Psychology: Psychology has been limited by the confines of the laboratory, the undergraduate subject pool, and the difficulty of obtaining natural observational data. “Big data” in the form of language corpora offers psychology escape from the laboratory, the ability to study the population (or at least, the population of internet users or other contributors to corpora), at least where psychological theories make predictions about language use.
Psycholinguistics: Similarly to linguistics, this discipline provides much needed validity to language research. Linguistic theories should be psychologically plausible. Robust understanding of language requires us to determine exactly how language is represented in the brain. Psycholinguistics provides much needed experimental interrogation of linguistic theories.
Computational Linguistics: Gives us the tools, and helps us refine them. Allows us to handle big data. Computational linguistics sometimes dispenses with validity for the sake of computational efficiency or simplicity (e.g. bag of words models), and computational linguistics should continue to collaborate with others on developing psychologically realistic and valid models of language.
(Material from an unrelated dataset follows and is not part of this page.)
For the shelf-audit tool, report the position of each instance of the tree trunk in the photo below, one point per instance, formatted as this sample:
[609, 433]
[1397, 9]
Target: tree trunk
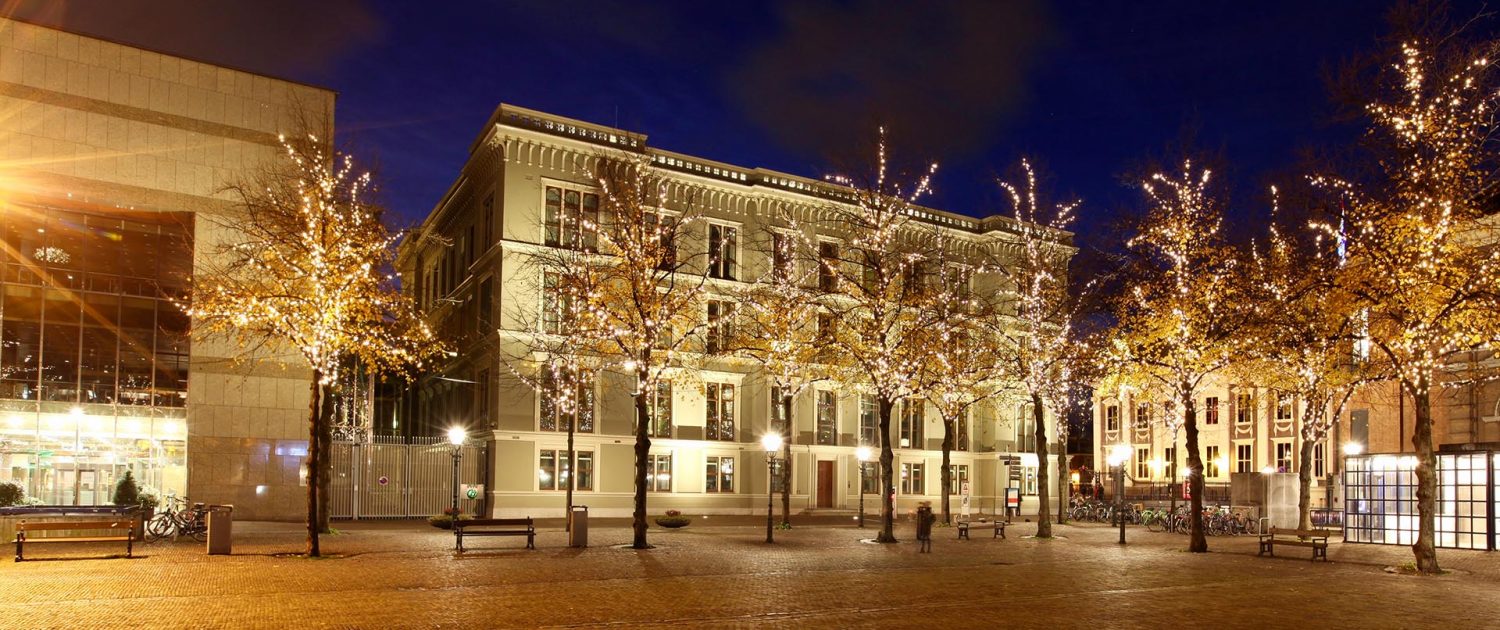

Corpus Linguistics: Corpora are best when representative, carefully constructed, and approached at the right level of granularity. Corpus linguists are often more interested in interpretable results than computational linguistics/machine learning, and as scientists we want to be able to make sense of our data.
Digital Humanities: Quantitative methods of language research are potentially applicable to research questions in the humanities. Some humanists see this, and moving forward collaborations between humanists and social scientists should be encouraged.
This is a mutually beneficial relationship. As we better understand links between psychology and language use, we can apply this knowledge to questions about authors, specific texts, whole genres etc. Importantly, unlike experiments, corpora can be from any time or location for which we can wrangle the data. We could use a historical corpus to, in effect, conduct a psychology experiment in the past!
However, humanists are not accustomed to using quantification to answer questions about human behaviour. The wealth of knowledge (e.g. constructs, different forms of validity) in the social sciences should be shared with digital humanists moving forward.